Wollenberg devotes a special chapter to Trotsky and the Red Army and generally supports his views on military doctrine. Trotsky was a determined opponent of those who idealised guerrilla methods or who worshipped ‘the total offensive’. He saw that the Red Army had to be built up in the most methodical way with the emphasis on training, organisation and technical efficiency as well as on political consciousness. Although generally an admirer of Tukhachevsky who, like himself, had come over to the side of the revolution from the officer corps of the old army, Wollenberg comes down decidedly on Trotsky’s side over the Polish campaign. Tukhachevsky put too much confidence in the ability of the Red Army to awaken working class support against the Polish bourgeoisie. Trotsky was the only member of the Central Committee to warn of the dangers of trying to carry the revolution into ethnic Poland on the point of the bayonet, and he was proved right.

Although Wollenberg supported Trotsky on military questions, he was a critic of Trotsky’s political line in the 1920s and 1930s as this book shows. A word of caution is therefore necessary about his own political standpoint. Wollenberg knew at first hand of the Stalinist degeneration and his witness to its effects on the Red Army is one of the most valuable parts of this book. However, there seems little doubt that the effect of Stalinism was to disorient him politically and he lost confidence in the working class.

This tendency is still more evident in the later edition of this book to which he added several chapters on the political developments in the Soviet Union. Even in this edition he speaks of the bureaucracy as a new ruling class and he was later to adopt the view that the Soviet Union had become a state capitalist country.

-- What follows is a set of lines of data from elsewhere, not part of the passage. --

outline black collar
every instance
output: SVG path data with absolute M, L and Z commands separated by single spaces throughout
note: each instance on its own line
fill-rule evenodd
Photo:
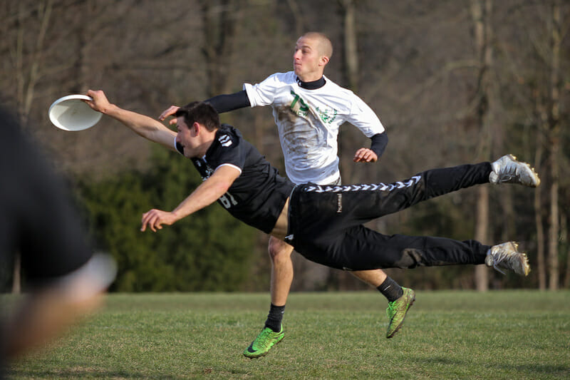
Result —
M 321 88 L 326 83 L 326 81 L 325 81 L 324 76 L 321 76 L 320 79 L 313 81 L 312 82 L 304 82 L 297 77 L 297 84 L 299 84 L 301 88 L 305 88 L 306 90 L 316 90 L 317 88 Z

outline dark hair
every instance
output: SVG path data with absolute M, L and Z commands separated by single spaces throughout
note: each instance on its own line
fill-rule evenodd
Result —
M 214 130 L 219 128 L 219 116 L 216 110 L 209 103 L 204 102 L 192 102 L 178 108 L 175 113 L 177 118 L 184 118 L 184 122 L 191 127 L 195 122 L 202 124 L 208 130 Z

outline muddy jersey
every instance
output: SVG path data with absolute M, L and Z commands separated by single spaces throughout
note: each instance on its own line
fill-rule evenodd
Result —
M 182 148 L 176 149 L 183 154 Z M 206 155 L 192 158 L 206 180 L 220 166 L 235 168 L 241 174 L 218 202 L 239 220 L 269 233 L 275 227 L 294 185 L 231 125 L 222 124 Z
M 384 131 L 374 111 L 354 93 L 325 77 L 303 88 L 295 73 L 277 73 L 261 83 L 245 83 L 252 107 L 271 106 L 279 131 L 287 177 L 296 184 L 337 180 L 338 128 L 348 122 L 368 138 Z

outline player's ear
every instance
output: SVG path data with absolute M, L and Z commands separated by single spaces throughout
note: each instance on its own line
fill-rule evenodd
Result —
M 326 66 L 326 64 L 328 63 L 328 61 L 331 58 L 329 58 L 326 56 L 321 56 L 321 66 Z
M 194 135 L 197 136 L 202 131 L 202 125 L 198 122 L 195 121 L 192 126 L 194 128 Z

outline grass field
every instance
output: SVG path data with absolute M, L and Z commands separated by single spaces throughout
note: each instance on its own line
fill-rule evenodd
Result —
M 385 338 L 374 292 L 293 293 L 285 339 L 242 355 L 269 294 L 116 294 L 11 379 L 569 379 L 570 292 L 419 292 Z

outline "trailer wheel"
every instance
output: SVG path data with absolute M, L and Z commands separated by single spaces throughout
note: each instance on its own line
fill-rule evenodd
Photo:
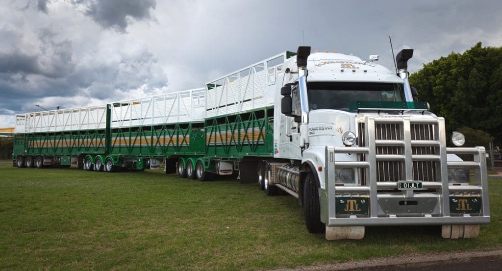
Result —
M 91 171 L 94 169 L 94 164 L 92 164 L 92 161 L 91 161 L 90 157 L 87 157 L 85 159 L 85 162 L 84 162 L 84 169 L 88 171 Z
M 271 186 L 269 184 L 269 164 L 263 163 L 263 186 L 265 190 L 265 195 L 267 196 L 276 196 L 279 192 L 277 186 Z
M 260 190 L 265 190 L 265 187 L 263 183 L 263 162 L 258 162 L 258 188 Z
M 101 161 L 101 158 L 96 157 L 94 161 L 95 171 L 103 171 L 103 161 Z
M 211 178 L 211 174 L 207 171 L 204 171 L 204 165 L 202 161 L 198 161 L 195 166 L 195 175 L 197 179 L 201 182 L 206 182 L 209 180 Z
M 113 165 L 113 161 L 111 158 L 108 157 L 104 162 L 104 171 L 106 172 L 116 172 L 117 171 L 117 166 Z
M 44 167 L 44 158 L 41 156 L 37 156 L 35 159 L 35 167 L 37 169 L 41 169 Z
M 18 168 L 24 168 L 25 167 L 25 158 L 19 156 L 16 159 L 16 165 L 18 166 Z
M 319 191 L 314 174 L 311 172 L 305 178 L 303 193 L 303 210 L 307 229 L 311 233 L 322 233 L 326 228 L 321 221 Z
M 33 167 L 33 156 L 27 156 L 26 158 L 25 158 L 25 166 L 29 169 Z
M 195 166 L 193 164 L 192 160 L 187 161 L 187 178 L 188 179 L 195 179 L 197 176 L 195 175 Z
M 178 159 L 176 163 L 176 171 L 178 172 L 178 176 L 180 178 L 187 177 L 187 169 L 185 168 L 183 161 L 181 159 Z

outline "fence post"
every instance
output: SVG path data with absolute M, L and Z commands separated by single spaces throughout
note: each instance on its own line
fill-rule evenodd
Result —
M 495 167 L 495 157 L 493 156 L 493 144 L 490 143 L 490 161 L 491 162 L 491 170 L 494 170 Z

Wollenberg fails to defend this thesis with any convincing analysis, nor does he give any substance to his criticisms of Trotsky’s policies or propose an alternative. Disillusioned with the Stalinist course during which the officers of the Red Army to whom he had been closely attached were sent wantonly to their death, he turned into an aimless commentator. This reaction is understandable, but it is not excusable. Wollenberg was better versed in military science than in Marxism.

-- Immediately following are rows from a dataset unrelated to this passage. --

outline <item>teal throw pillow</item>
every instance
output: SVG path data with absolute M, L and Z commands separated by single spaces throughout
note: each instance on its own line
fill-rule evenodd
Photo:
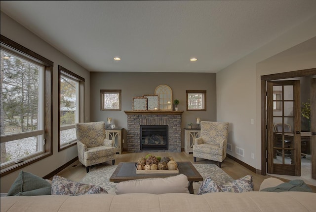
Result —
M 42 178 L 21 171 L 7 196 L 49 195 L 51 187 L 50 183 Z

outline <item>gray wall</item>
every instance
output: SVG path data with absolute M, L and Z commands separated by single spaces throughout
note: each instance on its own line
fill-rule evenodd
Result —
M 28 30 L 21 26 L 4 13 L 0 13 L 1 34 L 22 45 L 54 62 L 52 83 L 52 151 L 53 155 L 40 160 L 15 172 L 1 177 L 1 193 L 6 193 L 21 170 L 42 177 L 64 165 L 78 155 L 77 145 L 58 151 L 58 65 L 85 79 L 84 82 L 84 121 L 90 118 L 90 73 L 46 43 Z
M 124 141 L 126 141 L 127 116 L 124 111 L 132 110 L 133 97 L 154 94 L 156 87 L 161 84 L 171 88 L 173 99 L 180 101 L 179 110 L 184 111 L 181 125 L 181 148 L 184 148 L 183 128 L 187 127 L 187 123 L 195 123 L 198 117 L 201 121 L 216 121 L 215 73 L 90 72 L 90 121 L 106 122 L 107 117 L 113 117 L 117 127 L 124 128 Z M 100 111 L 101 89 L 121 90 L 121 111 Z M 186 111 L 186 90 L 206 91 L 206 111 Z M 123 148 L 127 148 L 126 142 Z

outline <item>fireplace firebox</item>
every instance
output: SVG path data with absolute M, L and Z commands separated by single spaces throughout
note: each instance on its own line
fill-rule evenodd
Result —
M 140 150 L 168 150 L 168 125 L 140 125 Z

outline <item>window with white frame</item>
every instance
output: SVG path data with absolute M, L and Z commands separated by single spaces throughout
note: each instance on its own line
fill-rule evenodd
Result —
M 84 79 L 59 65 L 59 151 L 77 142 L 75 124 L 83 121 Z
M 1 174 L 51 152 L 53 63 L 1 35 Z
M 206 110 L 206 91 L 186 91 L 187 111 Z

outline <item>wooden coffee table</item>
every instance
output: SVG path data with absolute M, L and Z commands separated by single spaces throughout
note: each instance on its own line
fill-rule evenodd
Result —
M 166 178 L 183 174 L 188 178 L 189 191 L 194 194 L 193 182 L 202 181 L 203 178 L 191 162 L 177 162 L 179 174 L 136 174 L 136 167 L 134 162 L 119 163 L 112 176 L 110 178 L 111 182 L 119 182 L 123 181 L 152 178 Z

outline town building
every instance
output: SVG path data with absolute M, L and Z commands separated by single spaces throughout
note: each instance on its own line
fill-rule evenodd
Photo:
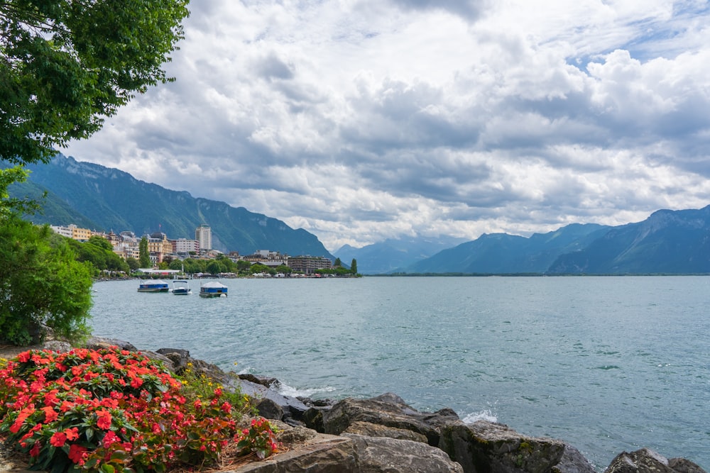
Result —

The reader should thus be alerted to the political weaknesses and dangers of this book, which were to be demonstrated in Wollenberg’s own evolution. Nevertheless it conserves considerable value as both historical evidence and personal testimony regarding the Russian Revolution and its degeneration. In its early years the Red Army was indeed an army of a new type, the product of a great revolution like Cromwell’s New Model Army and the armies of the French Revolution. Unlike them it was a working class army, an army of the future. It was already showing that the proletariat was capable of mastering the most advanced military techniques necessary in the struggle against capitalism and able to make innovations of its own. To the surprise of some, they will learn that it was Trotsky and not Guderian or De Gaulle who was the first advocate of mechanised divisions. It was the Red Army, under Tukhachevsky, which first trained parachute regiments, the idea being that they would drop behind enemy lines and link up with detachments of workers fighting against their imperialist rulers.

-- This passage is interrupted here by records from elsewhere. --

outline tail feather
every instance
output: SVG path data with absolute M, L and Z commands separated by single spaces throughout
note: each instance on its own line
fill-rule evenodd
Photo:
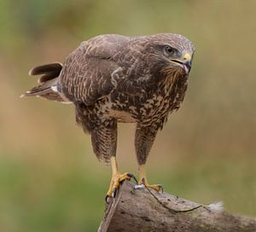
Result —
M 62 65 L 55 62 L 38 66 L 31 69 L 28 72 L 29 75 L 41 75 L 38 80 L 40 84 L 26 91 L 25 94 L 21 95 L 20 97 L 40 96 L 48 100 L 62 102 L 67 102 L 67 99 L 57 90 L 58 77 Z

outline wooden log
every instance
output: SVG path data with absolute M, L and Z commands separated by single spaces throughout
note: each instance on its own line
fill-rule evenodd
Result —
M 256 219 L 232 215 L 125 181 L 106 203 L 98 232 L 256 232 Z

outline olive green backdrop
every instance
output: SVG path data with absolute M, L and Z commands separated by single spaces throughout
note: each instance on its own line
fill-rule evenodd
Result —
M 71 105 L 19 99 L 33 66 L 63 61 L 102 33 L 176 32 L 195 45 L 181 109 L 148 159 L 176 195 L 256 216 L 256 1 L 0 0 L 0 231 L 96 231 L 110 167 Z M 120 169 L 137 175 L 134 125 L 120 125 Z

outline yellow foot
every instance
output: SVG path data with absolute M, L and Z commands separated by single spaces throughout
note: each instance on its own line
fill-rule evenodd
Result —
M 139 181 L 139 185 L 144 185 L 147 188 L 152 188 L 157 192 L 160 192 L 160 190 L 162 193 L 164 192 L 164 188 L 161 184 L 148 184 L 145 177 L 143 177 Z
M 118 189 L 119 188 L 120 183 L 125 180 L 131 181 L 131 179 L 134 179 L 136 183 L 137 183 L 137 178 L 131 173 L 125 172 L 124 174 L 117 173 L 113 175 L 111 178 L 110 186 L 106 196 L 106 201 L 108 201 L 108 198 L 115 197 Z

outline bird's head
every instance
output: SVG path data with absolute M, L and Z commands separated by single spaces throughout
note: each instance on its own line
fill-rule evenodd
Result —
M 157 34 L 150 40 L 152 59 L 161 71 L 189 73 L 195 48 L 188 38 L 178 34 Z

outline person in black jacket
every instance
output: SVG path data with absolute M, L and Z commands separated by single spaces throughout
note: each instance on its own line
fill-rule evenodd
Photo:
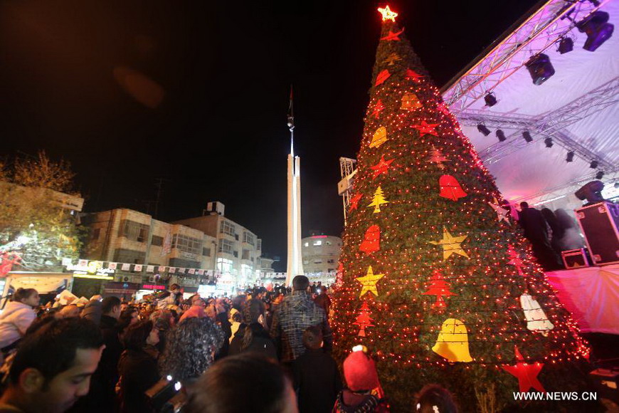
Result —
M 152 321 L 140 321 L 129 326 L 123 341 L 125 350 L 118 362 L 120 412 L 153 412 L 144 392 L 159 380 L 154 347 L 159 342 L 159 330 Z
M 118 382 L 118 360 L 122 352 L 122 345 L 118 338 L 118 318 L 120 317 L 120 299 L 106 297 L 101 303 L 101 319 L 99 329 L 103 336 L 105 348 L 97 371 L 92 375 L 90 391 L 82 397 L 70 410 L 71 413 L 109 413 L 115 408 Z
M 322 350 L 320 325 L 303 332 L 307 351 L 292 362 L 292 377 L 300 413 L 329 413 L 342 390 L 337 364 Z

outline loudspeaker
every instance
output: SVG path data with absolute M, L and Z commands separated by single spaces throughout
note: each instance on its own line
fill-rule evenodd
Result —
M 576 212 L 593 264 L 619 263 L 619 206 L 604 201 Z

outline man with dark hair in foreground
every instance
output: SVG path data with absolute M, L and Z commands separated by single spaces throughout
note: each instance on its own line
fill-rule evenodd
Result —
M 103 340 L 80 318 L 52 321 L 27 335 L 9 370 L 0 413 L 61 413 L 88 393 Z
M 312 300 L 310 280 L 305 276 L 292 278 L 292 293 L 287 296 L 273 315 L 271 337 L 281 354 L 280 360 L 290 364 L 305 352 L 303 331 L 319 325 L 322 333 L 323 350 L 331 351 L 331 328 L 324 310 Z

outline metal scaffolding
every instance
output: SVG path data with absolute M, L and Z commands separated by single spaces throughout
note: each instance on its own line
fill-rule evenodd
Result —
M 351 158 L 339 158 L 339 173 L 342 179 L 337 184 L 337 193 L 342 197 L 344 205 L 344 224 L 346 222 L 346 212 L 350 204 L 350 193 L 352 190 L 352 183 L 354 175 L 356 174 L 355 165 L 356 160 Z
M 457 117 L 610 0 L 549 0 L 443 93 Z M 533 41 L 536 41 L 533 43 Z
M 566 128 L 594 113 L 619 102 L 619 76 L 598 88 L 574 99 L 567 105 L 550 113 L 538 116 L 527 116 L 509 113 L 490 114 L 487 110 L 468 110 L 458 114 L 460 124 L 475 126 L 483 123 L 496 129 L 515 130 L 506 133 L 504 142 L 497 142 L 480 151 L 480 156 L 487 164 L 497 162 L 528 144 L 522 139 L 522 132 L 529 130 L 534 142 L 552 137 L 553 143 L 573 151 L 575 155 L 588 161 L 598 161 L 599 168 L 606 172 L 616 166 L 605 159 L 603 154 L 578 142 L 578 139 L 570 134 Z

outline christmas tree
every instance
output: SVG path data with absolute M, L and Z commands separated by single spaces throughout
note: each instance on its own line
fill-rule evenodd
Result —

Unfortunately the Red Army fell victim to the dead hand of the Stalinist bureaucracy. The devastation wrought in its ranks by the murder of Tukhachevsky and his companions and the mass purges of the command structure meant that when the Wehrmacht struck in June 1941, the Soviet forces had to retreat hundreds of miles and were brought to the brink of defeat. Only the resurgence during the war of the same revolutionary spirit which had animated the Red Army during the Civil War made victory possible. It was no thanks to the Voroshilovs and Budennys, Stalin’s favourites, who proved to be spent forces. But once victory had been assured Stalin made sure that the army was brought strictly under control. Above all he feared that the truth would become known about the past. In the course of the political revolution against the bureaucracy the Soviet working class will have to open up all the archives and discover the truth. This book by Wollenberg is a contribution to setting history straight as far as the Red Army is concerned.